There have been calls for Jeremy Corbyn to resign as a Labour MP after the publication of the Equality and Human Rights Commission’s 130-page report on the investigation into anti-Semitism in Labour under his leadership.
It said they found “specific examples of harassment, discrimination and political interference”, but also noted “a lack of leadership within the Labour Party on these issues”, which it said was “hard to reconcile with its stated commitment to a zero-tolerance approach to anti-Semitism”.
It said: “The Labour Party must live up to this commitment and acknowledge the impact that multiple investigations and years of failing to tackle anti-Semitism has had on Jewish people.”
The EHRC report said it “uncovered serious failings” in the way complaints were handled, until at least 2018, during which Jeremy Corbyn was Labour leader.
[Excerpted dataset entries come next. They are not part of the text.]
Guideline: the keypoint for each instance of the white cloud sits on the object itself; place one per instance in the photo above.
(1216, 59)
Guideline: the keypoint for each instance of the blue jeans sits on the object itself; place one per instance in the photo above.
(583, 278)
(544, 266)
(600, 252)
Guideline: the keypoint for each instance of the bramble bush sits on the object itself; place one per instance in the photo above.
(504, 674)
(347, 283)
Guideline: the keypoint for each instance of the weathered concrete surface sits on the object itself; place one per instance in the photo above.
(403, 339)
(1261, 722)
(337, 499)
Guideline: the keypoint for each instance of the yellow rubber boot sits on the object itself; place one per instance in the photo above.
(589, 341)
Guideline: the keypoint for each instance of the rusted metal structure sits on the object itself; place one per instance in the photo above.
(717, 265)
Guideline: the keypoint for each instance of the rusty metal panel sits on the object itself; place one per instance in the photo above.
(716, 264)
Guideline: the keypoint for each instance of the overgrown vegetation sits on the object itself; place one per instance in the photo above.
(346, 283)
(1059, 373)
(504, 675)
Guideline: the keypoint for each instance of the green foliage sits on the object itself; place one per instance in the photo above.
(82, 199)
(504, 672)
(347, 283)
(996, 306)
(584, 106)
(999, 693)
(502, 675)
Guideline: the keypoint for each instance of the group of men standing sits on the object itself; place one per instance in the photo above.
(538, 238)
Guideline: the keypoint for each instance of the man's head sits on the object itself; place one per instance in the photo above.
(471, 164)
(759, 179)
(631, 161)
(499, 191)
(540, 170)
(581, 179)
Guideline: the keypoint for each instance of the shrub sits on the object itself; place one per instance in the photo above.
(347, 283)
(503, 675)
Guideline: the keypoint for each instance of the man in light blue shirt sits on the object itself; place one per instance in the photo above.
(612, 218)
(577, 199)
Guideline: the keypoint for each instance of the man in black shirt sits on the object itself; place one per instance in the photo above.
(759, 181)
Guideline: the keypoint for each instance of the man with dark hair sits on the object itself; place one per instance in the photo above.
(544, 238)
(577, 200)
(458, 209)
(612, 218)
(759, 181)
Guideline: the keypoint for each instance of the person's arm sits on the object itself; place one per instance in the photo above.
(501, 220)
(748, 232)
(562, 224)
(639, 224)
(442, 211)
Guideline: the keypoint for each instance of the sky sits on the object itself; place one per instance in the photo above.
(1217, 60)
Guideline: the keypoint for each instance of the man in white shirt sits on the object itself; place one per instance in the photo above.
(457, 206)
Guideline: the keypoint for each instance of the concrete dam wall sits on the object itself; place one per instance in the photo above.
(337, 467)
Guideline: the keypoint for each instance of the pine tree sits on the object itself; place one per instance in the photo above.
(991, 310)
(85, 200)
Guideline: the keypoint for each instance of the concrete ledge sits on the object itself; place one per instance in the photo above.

The report stated: “We found that the Labour Party’s response to anti-Semitism complaints has been inconsistent, poor and not transparent, in terms of the process used, reasons for decisions, record-keeping, delay and failures to communicate with complainants.
“Some complaints were unjustifiably not investigated at all.”
The report also found “evidence of political interference in the handling of anti-Semitism complaints throughout the period of the investigation”.
Ultimate responsibility for the anti-Semitism failings lays with then-leader Corbyn, the watchdog said, but it acknowledged blame could not be attributed to one person.
EHRC lead investigator Alasdair Henderson told a press conference: “Blame for the anti-Semitism in the Labour Party can’t be placed on one person, we looked at the party as a whole.
“And it went beyond the role of Jeremy Corbyn.
“That said, the failure of leadership, although it extended across the party through the period of example that we looked at, was of course during the time when Jeremy Corbyn was leader.
“And as leader of the party, and with evidence of political interference from within his office, he does have a responsibility ultimately for those failings.
“There were some improvements made but they weren’t nearly enough during the time he was there.
“Any further legal action in respect to Mr Corbyn himself is not a matter for us.”
Some political figures have called for Corbyn to step down as an MP in the wake of the EHRC report’s findings, including Labour peer Andrew Adonis, who tweeted: “Jeremy Corbyn should properly resign from parliament after this report.”
The Campaign Against Anti-Semitism also said: “The debate is over. Under Jeremy Corbyn’s leadership, the Labour Party became institutionally anti-Semitic. It drove almost half of British Jews to consider leaving the country.
“For five miserable years, every effort to compel Labour to reform failed. We were left with no choice but to refer the Party to the EHRC, which launched an investigation with us as complainant. The EHRC’s findings and recommendations today – that Labour’s leadership and culture created an unlawful environment that discriminated against Jews – closely align with the hundreds of pages of evidence and argument that we submitted to the EHRC over many months.
“Frankly, this report would not be much different had we written it. It is the dispensing of British justice that British Jews have sorely awaited, but has been denied for too long.”
“Jeremy Corbyn and those around him who took part in or enabled the gaslighting, harassment and victimisation of Britain’s Jewish minority are shamed for all time.
“Those who defended and stood by them are shown to have made possible the closest flirtation that mainstream British politics has had with anti-Semitism in modern history.”